Reflection on Gospel of Luke 9:51-62
In many respects Jesus was like the other rabbis of his time in Palestine. But In many other respects, he was totally unlike them. One clear difference between Jesus and the other rabbi was in the way he recruited his disciples. In those days, if anyone wanted to be a disciple of any rabbi, he simply applied to him. In other words, the disciple chose his own rabbi. The very opposite was the case with Jesus. His disciples did not choose him; he chose them. And that is just what he said in John 15: 16: "You did not choose me, no, I chose you; and I commissioned you to go out and to bear fruit, fruit that will last…"
We see that clearly demonstrated in our Gospel passage of today. One man said to Jesus, "I will follow you wherever you go." Jesus did not want that man to follow him, and so he tactfully fenced him off with the excuse that “the Son of Man has nowhere to lay his head."

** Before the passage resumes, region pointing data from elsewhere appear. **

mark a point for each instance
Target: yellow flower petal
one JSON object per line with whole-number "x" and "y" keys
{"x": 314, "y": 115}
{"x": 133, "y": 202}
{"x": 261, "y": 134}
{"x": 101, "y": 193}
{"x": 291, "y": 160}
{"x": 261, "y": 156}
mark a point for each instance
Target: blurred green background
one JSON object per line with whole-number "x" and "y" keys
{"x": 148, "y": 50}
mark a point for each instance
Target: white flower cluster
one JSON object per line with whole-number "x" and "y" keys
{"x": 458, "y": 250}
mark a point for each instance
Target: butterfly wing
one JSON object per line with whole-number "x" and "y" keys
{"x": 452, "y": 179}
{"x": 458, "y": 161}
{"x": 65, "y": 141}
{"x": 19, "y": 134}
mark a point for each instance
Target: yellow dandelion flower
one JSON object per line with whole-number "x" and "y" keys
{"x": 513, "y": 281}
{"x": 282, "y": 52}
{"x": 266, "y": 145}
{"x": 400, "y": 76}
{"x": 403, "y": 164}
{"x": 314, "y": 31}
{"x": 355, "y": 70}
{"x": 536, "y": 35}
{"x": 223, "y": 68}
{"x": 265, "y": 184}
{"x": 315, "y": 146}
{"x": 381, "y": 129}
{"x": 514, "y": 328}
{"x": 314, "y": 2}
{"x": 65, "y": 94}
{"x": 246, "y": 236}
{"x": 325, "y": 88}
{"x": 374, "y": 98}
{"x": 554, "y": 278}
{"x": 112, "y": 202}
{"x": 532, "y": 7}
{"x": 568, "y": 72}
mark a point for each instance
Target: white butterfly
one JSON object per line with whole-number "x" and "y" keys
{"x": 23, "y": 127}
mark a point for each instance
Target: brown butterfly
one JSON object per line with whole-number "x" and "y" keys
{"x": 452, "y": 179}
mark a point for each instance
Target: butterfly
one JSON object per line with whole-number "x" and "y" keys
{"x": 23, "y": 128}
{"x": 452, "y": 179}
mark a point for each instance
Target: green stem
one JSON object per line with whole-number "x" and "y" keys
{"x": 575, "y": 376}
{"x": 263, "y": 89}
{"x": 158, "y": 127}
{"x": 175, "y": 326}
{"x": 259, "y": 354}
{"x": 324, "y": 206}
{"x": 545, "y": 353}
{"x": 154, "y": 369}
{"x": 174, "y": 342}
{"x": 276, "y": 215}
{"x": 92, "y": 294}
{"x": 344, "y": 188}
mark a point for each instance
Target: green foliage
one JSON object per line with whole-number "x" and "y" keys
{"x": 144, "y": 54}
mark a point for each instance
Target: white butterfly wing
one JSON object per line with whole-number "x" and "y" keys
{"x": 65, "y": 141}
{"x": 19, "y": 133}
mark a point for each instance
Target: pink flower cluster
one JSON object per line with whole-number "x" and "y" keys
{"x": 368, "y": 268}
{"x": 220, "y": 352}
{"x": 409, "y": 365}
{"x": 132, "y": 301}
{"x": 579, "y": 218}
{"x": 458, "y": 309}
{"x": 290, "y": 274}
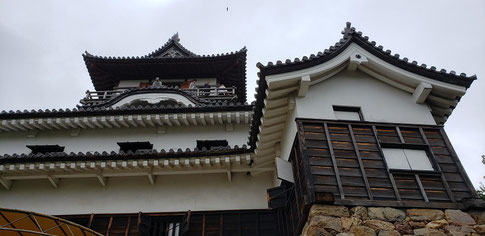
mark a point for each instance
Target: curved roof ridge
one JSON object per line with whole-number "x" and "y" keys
{"x": 351, "y": 35}
{"x": 173, "y": 41}
{"x": 113, "y": 155}
{"x": 134, "y": 91}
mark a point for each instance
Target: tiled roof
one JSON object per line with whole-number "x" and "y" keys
{"x": 174, "y": 41}
{"x": 350, "y": 35}
{"x": 139, "y": 154}
{"x": 163, "y": 89}
{"x": 130, "y": 110}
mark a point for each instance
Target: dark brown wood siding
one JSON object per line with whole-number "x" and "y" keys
{"x": 346, "y": 159}
{"x": 240, "y": 223}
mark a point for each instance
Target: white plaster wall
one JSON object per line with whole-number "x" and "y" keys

But the same Jesus wanted two other men to follow him. So he called them to do just that. When they tried to make their own excuses, he would have none of it. He told them to simply drop whatever other agenda they had, and follow him. The meaning of that is that the following of Jesus does not admit of any excuses; it demands total commitment. It is not possible to follow Jesus by half measures; it is all or nothing. That is exactly what first disciples of Jesus did, when they left everything and followed him" (Luke 5: 11).
The Christian life is a call to discipleship, a call to follow Jesus. All of us who are baptised are beneficiaries of that call. As in the case of the early disciples of Jesus, we did not choose him; no, he chose us. That is to say, we are Christians, not because we wanted to be Christians, but only because Jesus made us so by his own deliberate choice. His reasons for choosing us are known to him alone. Whatever those reasons may be, I believe we ought to be grateful to him for choosing us.
Now that we have been chosen, we must remember that Jesus does not take any excuses. He demands total commitment of his followers. We must follow him completely with all that we are and all that we have. That is to say, we must place our very selves and all our possessions at his disposal, to do with as he pleases. That, in part, is what Jesus meant when he said, "If anyone wants to be a follower of mine, let him renounce himself and take up his cross and follow me" (Mark 8:34; Luke 9:23).
To follow Jesus completely also means that we shall not live or act in ways that compromise our call to discipleship, in ways that contradict our Christian faith. Our way of life and the activities we engage in must square with the faith we professed at the time of our baptism, when we rejected Satan, and all his works, and all his empty promises, and said that we believed in God, the Father, God the Son, and God the Holy Spirit.